Lafın Dönüp Dolaşıp Geldiği Yer
Uzun zamandır ilk defa Türkiye’den yazıyorum. Üzerimde yeniden eve dönebilmenin verdiği huzur ve merak var.
Huzurluyum, çünkü yeniden annem ve babamla aynı çatı altındayım. Uzun zamandır bana telefon ekranından anlattıkları her şeyi bir de kendi ağızlarından dinliyorum. “Anne rengi belli olmuyor, ışığa tutar mısın?” ya da “Baba, o makine ne büyüklükte resimden anlaşılmıyor.” demek yerine her şeye canlı canlı bakıyorum, dokunuyorum.
Bir yandan da merak ediyorum neler değişmiş ve neler aynı kalmış diye.

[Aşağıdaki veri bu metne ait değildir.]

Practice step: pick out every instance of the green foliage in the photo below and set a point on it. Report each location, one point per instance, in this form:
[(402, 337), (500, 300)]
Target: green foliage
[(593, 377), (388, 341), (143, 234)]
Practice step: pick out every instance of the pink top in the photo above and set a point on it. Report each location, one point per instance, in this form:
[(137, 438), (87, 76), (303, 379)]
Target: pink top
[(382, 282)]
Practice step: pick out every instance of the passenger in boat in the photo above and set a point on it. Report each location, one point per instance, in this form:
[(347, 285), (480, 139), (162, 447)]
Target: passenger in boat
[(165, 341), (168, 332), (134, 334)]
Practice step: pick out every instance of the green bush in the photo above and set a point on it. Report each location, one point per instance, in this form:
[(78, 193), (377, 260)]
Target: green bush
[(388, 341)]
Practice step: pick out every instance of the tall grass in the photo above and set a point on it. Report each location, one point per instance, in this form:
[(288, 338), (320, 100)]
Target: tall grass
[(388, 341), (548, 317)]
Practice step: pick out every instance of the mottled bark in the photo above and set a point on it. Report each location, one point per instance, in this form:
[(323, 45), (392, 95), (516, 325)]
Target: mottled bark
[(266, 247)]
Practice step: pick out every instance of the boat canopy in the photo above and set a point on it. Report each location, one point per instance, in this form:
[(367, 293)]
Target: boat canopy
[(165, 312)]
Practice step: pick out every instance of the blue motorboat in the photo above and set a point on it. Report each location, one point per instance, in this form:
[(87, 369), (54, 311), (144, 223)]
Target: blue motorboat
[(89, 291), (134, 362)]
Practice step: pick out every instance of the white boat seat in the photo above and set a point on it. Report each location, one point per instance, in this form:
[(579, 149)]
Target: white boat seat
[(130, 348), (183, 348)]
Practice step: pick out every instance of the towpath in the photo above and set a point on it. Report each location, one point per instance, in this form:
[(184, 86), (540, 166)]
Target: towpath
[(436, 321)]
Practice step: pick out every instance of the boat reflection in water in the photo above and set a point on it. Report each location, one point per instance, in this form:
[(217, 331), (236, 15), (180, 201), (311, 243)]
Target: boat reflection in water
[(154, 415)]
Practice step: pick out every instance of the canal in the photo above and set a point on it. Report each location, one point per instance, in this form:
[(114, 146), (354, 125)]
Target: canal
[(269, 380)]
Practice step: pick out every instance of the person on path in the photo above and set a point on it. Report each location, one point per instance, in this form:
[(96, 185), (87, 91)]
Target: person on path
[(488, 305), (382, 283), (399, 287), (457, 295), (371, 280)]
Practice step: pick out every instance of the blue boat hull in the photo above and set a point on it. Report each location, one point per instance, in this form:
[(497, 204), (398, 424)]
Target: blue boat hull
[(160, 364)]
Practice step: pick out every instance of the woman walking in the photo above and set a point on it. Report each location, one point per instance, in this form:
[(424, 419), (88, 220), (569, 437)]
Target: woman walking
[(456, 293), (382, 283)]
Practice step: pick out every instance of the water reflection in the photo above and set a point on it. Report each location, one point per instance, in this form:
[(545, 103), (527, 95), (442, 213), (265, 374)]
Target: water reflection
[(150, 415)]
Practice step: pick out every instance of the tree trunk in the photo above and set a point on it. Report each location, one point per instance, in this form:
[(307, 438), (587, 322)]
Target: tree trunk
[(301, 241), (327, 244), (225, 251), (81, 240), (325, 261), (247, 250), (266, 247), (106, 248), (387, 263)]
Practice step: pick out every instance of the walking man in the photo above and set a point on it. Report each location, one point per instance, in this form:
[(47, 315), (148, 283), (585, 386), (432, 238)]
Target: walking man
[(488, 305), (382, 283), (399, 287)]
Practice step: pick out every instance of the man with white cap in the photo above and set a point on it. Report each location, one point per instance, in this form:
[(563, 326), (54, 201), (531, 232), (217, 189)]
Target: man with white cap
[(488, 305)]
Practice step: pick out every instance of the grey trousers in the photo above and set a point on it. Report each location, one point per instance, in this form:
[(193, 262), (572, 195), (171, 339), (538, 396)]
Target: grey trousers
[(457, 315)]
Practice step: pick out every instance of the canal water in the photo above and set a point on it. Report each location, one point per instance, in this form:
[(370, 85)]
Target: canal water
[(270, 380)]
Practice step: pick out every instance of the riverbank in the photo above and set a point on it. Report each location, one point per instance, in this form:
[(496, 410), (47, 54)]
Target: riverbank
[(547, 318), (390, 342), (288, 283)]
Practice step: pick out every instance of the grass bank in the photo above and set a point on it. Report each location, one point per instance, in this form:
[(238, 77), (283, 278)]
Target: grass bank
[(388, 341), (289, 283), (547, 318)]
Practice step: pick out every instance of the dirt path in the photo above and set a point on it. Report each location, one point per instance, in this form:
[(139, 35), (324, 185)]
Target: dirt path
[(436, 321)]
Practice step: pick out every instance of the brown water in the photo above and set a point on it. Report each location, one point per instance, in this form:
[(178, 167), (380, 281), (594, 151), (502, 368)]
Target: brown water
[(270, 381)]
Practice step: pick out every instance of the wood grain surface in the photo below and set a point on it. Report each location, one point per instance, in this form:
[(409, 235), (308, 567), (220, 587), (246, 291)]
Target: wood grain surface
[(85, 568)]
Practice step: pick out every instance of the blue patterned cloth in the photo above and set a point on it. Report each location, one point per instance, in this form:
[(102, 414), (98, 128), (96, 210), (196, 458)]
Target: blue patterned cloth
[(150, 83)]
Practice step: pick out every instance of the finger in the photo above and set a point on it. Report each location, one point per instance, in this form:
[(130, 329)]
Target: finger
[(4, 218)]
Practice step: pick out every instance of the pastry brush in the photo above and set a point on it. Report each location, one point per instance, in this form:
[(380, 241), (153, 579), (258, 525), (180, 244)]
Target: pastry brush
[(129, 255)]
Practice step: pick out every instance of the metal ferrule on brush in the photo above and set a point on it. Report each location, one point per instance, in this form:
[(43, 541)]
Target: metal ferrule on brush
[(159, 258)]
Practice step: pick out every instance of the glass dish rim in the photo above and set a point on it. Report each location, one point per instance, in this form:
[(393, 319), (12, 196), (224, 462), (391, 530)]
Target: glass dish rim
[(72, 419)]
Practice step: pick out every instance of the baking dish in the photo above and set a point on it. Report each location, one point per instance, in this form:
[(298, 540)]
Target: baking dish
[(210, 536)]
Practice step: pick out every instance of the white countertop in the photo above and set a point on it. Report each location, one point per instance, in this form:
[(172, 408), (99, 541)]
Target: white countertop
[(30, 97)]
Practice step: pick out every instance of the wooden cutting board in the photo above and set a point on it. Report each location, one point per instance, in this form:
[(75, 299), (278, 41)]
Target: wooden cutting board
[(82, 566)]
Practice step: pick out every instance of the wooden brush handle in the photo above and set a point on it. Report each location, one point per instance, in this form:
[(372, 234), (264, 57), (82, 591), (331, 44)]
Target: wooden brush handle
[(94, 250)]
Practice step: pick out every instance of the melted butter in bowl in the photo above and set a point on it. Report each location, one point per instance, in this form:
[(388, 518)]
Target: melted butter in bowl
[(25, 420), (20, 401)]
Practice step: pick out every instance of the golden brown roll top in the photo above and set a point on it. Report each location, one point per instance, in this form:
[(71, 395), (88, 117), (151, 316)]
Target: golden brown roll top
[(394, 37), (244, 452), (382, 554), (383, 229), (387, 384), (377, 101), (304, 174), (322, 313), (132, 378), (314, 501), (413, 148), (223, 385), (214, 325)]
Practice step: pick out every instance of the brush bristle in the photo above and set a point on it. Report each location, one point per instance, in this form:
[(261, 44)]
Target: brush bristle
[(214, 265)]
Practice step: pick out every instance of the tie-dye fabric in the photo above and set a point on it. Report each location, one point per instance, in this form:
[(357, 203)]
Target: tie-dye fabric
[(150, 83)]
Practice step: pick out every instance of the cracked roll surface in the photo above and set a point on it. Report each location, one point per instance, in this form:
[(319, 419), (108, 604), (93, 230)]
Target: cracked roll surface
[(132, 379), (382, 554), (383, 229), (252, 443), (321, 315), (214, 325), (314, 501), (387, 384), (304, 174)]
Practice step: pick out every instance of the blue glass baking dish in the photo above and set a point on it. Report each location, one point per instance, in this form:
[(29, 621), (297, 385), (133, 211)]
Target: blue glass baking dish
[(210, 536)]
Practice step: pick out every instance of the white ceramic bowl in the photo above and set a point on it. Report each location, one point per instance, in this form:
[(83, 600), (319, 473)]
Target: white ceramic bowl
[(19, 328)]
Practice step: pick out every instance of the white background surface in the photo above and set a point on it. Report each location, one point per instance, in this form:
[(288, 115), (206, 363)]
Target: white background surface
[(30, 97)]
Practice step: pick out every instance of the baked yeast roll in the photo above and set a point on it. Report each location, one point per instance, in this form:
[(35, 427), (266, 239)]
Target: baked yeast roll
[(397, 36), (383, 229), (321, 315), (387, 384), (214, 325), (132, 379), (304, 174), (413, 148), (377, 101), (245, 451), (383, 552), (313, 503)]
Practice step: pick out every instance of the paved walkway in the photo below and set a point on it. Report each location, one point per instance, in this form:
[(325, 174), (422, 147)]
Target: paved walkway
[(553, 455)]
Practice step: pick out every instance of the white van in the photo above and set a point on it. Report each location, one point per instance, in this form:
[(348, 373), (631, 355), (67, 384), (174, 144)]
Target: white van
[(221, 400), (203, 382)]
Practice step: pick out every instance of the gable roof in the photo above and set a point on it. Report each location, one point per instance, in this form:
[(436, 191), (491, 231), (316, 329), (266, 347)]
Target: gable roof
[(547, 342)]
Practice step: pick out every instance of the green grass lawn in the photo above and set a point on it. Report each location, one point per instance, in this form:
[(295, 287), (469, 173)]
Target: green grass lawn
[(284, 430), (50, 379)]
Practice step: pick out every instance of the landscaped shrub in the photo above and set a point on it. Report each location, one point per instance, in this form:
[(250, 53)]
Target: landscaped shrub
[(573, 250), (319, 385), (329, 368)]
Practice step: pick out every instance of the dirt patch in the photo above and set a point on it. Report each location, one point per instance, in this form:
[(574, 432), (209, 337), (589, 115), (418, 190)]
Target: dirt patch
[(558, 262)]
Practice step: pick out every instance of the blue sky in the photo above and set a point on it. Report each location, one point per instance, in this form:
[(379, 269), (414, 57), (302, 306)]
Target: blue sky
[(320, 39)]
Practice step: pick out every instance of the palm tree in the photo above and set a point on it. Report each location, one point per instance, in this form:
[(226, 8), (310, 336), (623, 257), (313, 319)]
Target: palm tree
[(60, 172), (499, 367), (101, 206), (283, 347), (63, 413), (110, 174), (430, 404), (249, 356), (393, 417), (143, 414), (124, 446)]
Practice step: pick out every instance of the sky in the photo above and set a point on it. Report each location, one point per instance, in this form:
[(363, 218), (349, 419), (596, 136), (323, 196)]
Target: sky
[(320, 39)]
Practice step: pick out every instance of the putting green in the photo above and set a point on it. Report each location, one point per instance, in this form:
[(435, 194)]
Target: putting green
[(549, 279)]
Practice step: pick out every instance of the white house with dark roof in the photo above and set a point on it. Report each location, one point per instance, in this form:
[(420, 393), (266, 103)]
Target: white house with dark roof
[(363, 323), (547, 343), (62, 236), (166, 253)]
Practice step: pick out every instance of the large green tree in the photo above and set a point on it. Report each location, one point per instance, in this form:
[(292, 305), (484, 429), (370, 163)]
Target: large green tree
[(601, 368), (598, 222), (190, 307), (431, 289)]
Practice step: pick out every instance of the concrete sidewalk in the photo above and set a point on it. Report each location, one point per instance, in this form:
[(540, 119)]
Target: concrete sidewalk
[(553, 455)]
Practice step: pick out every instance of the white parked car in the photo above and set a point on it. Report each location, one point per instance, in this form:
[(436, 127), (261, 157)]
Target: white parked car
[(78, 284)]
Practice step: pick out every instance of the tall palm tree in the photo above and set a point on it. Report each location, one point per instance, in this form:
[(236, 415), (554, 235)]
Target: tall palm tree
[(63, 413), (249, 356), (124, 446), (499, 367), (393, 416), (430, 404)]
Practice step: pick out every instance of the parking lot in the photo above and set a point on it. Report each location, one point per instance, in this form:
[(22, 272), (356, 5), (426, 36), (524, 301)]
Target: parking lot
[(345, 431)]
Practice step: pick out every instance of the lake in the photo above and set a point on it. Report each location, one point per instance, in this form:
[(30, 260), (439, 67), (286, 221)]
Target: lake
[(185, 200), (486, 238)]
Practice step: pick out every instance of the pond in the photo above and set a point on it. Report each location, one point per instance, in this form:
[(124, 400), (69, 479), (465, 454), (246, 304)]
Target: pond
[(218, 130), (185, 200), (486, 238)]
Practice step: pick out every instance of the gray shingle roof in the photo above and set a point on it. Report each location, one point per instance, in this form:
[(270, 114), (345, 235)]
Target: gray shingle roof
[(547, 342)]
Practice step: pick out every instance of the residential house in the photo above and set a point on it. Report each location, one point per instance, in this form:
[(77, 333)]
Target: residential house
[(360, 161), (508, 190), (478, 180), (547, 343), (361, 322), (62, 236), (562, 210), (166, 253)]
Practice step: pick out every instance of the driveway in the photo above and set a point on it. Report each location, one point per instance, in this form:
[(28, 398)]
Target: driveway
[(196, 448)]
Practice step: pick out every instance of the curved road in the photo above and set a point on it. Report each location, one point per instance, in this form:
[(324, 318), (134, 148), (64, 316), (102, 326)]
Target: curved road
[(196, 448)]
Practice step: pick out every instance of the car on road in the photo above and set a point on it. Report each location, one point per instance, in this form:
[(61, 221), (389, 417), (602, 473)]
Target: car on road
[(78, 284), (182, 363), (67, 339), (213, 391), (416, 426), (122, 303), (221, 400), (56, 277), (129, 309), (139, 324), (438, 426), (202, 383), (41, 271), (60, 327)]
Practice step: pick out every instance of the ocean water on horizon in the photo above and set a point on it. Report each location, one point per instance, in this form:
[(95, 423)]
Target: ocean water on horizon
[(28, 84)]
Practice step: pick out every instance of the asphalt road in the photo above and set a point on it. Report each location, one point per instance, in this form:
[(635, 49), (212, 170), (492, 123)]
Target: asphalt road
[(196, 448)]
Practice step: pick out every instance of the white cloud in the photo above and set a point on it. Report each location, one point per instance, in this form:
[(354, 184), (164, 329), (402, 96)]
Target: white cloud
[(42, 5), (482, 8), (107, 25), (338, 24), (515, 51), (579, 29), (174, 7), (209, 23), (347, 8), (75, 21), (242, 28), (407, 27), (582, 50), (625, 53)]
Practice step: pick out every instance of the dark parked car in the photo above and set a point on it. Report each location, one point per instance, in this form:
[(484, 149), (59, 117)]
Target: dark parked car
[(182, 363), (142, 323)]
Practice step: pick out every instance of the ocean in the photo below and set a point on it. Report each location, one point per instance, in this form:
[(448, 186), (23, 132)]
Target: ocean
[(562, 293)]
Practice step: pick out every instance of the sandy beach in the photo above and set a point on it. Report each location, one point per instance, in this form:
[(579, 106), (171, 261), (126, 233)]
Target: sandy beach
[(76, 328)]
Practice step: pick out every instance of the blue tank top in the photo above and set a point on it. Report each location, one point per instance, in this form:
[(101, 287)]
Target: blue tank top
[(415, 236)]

Babamın ceviz ağaçları ne kadar büyümüş, annemin böreğinin tadı hala aynı mı, büyük halamın tavuklarına şimdi kim bakıyor, yaban domuzları nohutları yemesin diye geceleri tarlalara seyyar ışıklar konuyor mu… Aklımda işte bu sorularla gülümseyerek “Hoş bulduk!” diyorum, “Hoş geldin!” diyenlere. Gülümsediğimi göremiyorlar, çünkü maskeliyim. Eşim Elliot’la birlikte yaptığım 10 saatlik uçak yolculuğum ve uçuş öncesinde ve sonrasındaki 4’er saatlik araba yolculuklarım hemen huzur ve merakımın yanına bağdaş kurup oturuyorlar kardeş kardeş. Annem onlara da birer çay koyuyor, çaresiz.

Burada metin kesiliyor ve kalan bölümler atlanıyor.